Indoxyl sulfate aggravates podocyte damage through the TGF-β1/Smad/ROS signaling pathway

Kidney Blood Press Res. 2024 May 10. doi: 10.1159/000538858. Online ahead of print.

Authors

Miao Jia, Lihua Lin, Kang Xun, Damei Li, Weijiang Wu, Shaobo Sun, Hong Qiu, Donghua Jin

PMID: 38735279
DOI: 10.1159/000538858

Abstract

Introduction: Hyperglycaemia induces the production of a large quantity of reactive oxygen species (ROS) and activates the transforming growth factor β1(TGF-β1)/Smad signalling pathway, which is the main initiating factor in the formation of diabetic nephropathy. Indoxyl sulfate (IS) is a protein-binding gut-derived uraemic toxin that localizes to podocytes, induces oxidative stress and inflames podocytes. The involvement of podocyte damage in diabetic nephropathy through the TGF-β1/) signalling pathway is still unclear.

Methods: In this study, we cultured differentiated rat podocytes in vitro and measured the expression levels of nephrin, synaptopodin, CD2AP, SRGAP2a and α-SMA by quantitative real-time PCR (qRT‒PCR) and western blotting after siRNA-mediated TGF-β1 silencing, TGF-β1 overexpression and the presence of the ROS inhibitor acetylcysteine. We detected the expression levels of nephrin, synaptopodin, CD2AP, SRGAP2a, SRGAP2a in the Smad2/3, phosphorylated-Smad2/3 (p-Smad2/3), Smad7, NADPH oxidase 4 (NOX4), and ROS levels under high glucose (HG) and IS conditions.

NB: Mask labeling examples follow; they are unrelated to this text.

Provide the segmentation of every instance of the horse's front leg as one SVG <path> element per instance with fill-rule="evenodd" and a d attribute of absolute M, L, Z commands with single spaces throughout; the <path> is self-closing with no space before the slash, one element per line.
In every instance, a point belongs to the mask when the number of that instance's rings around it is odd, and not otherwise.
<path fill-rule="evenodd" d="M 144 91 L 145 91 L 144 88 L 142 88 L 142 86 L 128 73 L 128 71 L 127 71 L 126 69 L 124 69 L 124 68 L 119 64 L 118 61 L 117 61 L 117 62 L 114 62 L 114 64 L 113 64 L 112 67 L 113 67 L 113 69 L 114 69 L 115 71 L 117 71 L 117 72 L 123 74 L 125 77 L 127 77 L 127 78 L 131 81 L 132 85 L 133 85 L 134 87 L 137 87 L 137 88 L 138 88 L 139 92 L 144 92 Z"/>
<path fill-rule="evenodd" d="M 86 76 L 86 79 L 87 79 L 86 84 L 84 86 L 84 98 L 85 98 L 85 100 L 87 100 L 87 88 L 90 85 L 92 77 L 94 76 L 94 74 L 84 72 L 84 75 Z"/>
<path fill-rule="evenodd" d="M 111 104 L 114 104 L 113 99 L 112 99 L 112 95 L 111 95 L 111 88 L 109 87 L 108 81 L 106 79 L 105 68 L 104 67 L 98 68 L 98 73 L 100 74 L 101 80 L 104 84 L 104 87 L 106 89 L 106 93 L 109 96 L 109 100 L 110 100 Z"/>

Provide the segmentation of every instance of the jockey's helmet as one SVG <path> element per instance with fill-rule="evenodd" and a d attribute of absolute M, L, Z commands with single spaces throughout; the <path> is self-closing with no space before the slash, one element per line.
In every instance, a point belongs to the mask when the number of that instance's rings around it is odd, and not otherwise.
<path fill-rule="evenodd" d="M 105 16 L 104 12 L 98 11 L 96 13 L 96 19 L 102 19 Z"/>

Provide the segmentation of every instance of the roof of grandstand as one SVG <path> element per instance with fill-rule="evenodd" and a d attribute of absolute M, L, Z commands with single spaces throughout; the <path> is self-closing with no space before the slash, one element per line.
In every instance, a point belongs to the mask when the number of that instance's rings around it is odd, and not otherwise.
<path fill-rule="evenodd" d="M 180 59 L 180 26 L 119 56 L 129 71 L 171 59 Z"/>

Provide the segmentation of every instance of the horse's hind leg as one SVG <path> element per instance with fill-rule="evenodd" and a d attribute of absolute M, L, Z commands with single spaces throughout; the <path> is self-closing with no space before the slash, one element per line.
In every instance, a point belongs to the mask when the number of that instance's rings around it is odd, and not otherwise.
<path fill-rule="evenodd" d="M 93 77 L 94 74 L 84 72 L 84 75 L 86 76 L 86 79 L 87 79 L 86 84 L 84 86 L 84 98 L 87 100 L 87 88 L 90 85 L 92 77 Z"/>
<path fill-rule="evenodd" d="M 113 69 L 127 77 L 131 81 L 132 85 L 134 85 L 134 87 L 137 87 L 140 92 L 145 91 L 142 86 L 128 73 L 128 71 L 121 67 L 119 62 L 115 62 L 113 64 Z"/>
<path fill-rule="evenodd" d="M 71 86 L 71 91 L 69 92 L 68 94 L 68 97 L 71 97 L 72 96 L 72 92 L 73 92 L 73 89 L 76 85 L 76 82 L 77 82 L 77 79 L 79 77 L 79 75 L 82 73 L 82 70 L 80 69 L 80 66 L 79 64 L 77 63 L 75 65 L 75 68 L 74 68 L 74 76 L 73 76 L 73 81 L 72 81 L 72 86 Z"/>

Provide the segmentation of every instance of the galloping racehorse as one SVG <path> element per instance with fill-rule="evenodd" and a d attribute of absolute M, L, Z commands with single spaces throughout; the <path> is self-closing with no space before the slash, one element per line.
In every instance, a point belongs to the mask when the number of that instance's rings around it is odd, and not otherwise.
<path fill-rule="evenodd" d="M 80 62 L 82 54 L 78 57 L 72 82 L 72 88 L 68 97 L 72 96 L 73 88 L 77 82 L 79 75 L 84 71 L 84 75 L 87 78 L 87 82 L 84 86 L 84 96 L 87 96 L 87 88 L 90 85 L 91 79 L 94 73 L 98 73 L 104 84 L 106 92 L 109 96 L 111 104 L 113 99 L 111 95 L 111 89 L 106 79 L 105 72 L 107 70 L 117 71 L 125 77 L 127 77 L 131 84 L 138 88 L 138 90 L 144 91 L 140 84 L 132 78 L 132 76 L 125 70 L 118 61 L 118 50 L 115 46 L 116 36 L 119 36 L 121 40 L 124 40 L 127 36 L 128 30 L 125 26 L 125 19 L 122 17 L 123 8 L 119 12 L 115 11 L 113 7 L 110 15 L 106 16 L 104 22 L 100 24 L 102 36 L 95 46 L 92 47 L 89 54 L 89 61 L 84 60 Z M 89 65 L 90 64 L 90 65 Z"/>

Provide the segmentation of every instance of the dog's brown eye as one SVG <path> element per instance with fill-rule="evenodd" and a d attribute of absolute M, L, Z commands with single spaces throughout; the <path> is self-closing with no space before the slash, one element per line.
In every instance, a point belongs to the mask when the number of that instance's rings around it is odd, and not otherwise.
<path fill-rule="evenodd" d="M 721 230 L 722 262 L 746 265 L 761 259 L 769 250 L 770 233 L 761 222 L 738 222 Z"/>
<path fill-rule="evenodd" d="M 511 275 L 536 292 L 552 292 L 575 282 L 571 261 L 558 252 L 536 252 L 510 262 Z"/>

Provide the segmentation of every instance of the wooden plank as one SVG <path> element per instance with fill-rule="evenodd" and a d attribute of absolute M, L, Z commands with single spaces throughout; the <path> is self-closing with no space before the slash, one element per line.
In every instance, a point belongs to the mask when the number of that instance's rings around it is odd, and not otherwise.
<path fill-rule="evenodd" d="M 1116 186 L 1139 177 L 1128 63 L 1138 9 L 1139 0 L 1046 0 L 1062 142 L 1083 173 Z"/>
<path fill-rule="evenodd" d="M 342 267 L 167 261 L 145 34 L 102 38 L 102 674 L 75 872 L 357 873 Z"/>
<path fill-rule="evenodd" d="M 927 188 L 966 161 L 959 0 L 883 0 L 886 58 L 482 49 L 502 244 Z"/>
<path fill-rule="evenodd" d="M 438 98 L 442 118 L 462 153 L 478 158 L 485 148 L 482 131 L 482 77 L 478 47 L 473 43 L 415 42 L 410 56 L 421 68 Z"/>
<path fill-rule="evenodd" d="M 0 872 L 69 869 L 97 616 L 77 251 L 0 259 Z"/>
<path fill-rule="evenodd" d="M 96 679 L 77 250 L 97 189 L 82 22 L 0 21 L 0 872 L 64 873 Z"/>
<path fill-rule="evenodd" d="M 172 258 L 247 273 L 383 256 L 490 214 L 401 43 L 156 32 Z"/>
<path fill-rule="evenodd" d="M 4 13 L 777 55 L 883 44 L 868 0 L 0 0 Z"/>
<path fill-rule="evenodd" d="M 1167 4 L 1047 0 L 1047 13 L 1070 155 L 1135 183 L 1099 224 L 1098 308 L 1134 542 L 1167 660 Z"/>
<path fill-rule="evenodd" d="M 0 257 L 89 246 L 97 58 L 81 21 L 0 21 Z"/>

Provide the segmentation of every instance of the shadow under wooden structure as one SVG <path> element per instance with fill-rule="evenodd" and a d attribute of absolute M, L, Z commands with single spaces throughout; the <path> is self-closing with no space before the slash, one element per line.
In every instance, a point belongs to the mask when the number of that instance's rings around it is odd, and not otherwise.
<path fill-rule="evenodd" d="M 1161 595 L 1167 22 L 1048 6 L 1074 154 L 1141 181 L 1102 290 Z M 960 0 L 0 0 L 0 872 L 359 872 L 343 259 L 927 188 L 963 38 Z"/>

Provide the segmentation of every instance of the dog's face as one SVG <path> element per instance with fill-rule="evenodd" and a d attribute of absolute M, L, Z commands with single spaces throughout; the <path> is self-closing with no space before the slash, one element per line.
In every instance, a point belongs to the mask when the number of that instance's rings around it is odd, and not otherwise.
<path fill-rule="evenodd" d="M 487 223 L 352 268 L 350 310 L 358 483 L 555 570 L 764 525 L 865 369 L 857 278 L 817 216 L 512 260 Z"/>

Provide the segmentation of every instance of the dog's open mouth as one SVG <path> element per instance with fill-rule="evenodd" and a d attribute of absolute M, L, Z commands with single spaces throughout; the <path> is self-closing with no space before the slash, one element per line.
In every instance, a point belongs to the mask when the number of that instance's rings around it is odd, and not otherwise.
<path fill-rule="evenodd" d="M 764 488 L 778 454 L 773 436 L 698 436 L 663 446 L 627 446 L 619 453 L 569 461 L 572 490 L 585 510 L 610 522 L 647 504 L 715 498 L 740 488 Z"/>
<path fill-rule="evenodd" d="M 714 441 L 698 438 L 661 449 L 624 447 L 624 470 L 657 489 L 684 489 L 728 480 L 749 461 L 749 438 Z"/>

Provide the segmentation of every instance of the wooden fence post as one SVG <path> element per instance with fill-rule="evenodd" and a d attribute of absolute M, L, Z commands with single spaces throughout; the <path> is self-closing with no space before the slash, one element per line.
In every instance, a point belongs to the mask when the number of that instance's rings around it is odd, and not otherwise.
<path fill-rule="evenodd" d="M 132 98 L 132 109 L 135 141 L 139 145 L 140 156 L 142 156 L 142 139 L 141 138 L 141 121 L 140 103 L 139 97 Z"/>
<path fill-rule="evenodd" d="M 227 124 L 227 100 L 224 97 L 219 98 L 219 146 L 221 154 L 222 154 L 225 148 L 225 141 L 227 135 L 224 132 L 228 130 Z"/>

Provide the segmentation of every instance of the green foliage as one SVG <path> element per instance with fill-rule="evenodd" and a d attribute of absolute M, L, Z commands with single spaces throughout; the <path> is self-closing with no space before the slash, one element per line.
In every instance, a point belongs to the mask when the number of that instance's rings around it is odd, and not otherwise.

Results: The results indicated that nephrin, synaptopodin, CD2AP and SRGAP2a expressions were significantly upregulated and α-SMA expression was significantly downregulated in the presence of HG under siRNA-mediated TGF-β1 silencing or after the addition of acetylcysteine. However, in the presence of HG, the expressions of nephrin, synaptopodin, CD2AP and SRGAP2a were significantly downregulated, and the expression of α-SMA was significantly upregulated with the overexpression of TGF-β1. IS supplementation under HG conditions further significantly reduced the expressions of nephrin, synaptopodin, CD2AP and SRGAP2a; altered the expressions of Smad2/3, p-Smad2/3, Smad7 and NOX4; and increased ROS production in podocytes.

Conclusions: This study suggests that IS may modulate the expression of nephrin, synaptopodin, CD2AP and SRGAP2a by regulating the ROS and TGF-β1/Smad signalling pathways, providing new theoretical support for the treatment of diabetic nephropathy.

The Author(s). Published by S. Karger AG, Basel.